Although T cells normally express counter receptors for costimulatory molecules found at the immunologic synapse (eg, CD28), T cells do not normally express the B7 costimulatory molecules found on APCs (eg, CD80, CD86, CD273, CD274, and CD275). The expression of B7 receptors and ligands involved with the immunologic synapse as well as HLA-G expression on peripheral blood T cells from age-matched controls and myeloma patients was determined (Figure 3). A representative flow histogram of CD86 expression on T cells (Figure 3A), as well as data of CD80 and CD86 expression on CD3, CD4, and CD8 cells of patients with MM (Figure 3B-D) and the expression of B7 costimulatory receptors and their ligands on CD3 cells (Figure 3E) are shown. The expression of CD80 on T cells from MM patients (n = 143) ranged from 0% to 40% (mean = 2.8%), whereas CD86 expression ranged from 0% to 52% (mean = 3.7%). The increased expression of both CD80 (χ² = 4.7; P < .02) and CD86 (χ² = 15.3; P < .001) on peripheral blood CD3⁺ cells of patients with myeloma (n = 143) was significantly different from an aged-matched control group (n = 20). The data shows that CD80 is more probable to be present on CD4 cells than CD8 cells, whereas CD86 is more probable to be present on CD8 cells (Figure 3C-D). CD80 and CD86 expression on both CD4⁺ and CD8⁺ cells was almost exclusively found on CD45RO⁺ cells rather than CD45RA⁺ cells (data not shown).

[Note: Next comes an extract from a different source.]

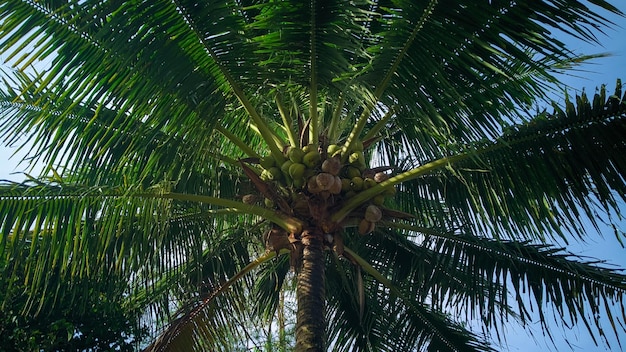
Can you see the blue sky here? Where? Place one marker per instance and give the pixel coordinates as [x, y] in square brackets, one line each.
[605, 246]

Surface expression of CD273 (mean = 0.25%), CD274 (mean = 5.09%), CD275 (mean = 3.30%), CD278 (mean = 1.25%) and CD279 (mean = 2.25%) was measured on CD3⁺ T cells from normal individuals (n = 5; Figure 3E). Expression of CD273 (mean = 0.13%), CD274 (mean = 3.34%), CD275 (mean = 3.15%), CD278 (mean = 0.46%), and CD279 (mean = 1.39%) was also measured on T cells from MM patients (n = 11). There was no evidence of any significant variation from normal in the MM patients for these antigens.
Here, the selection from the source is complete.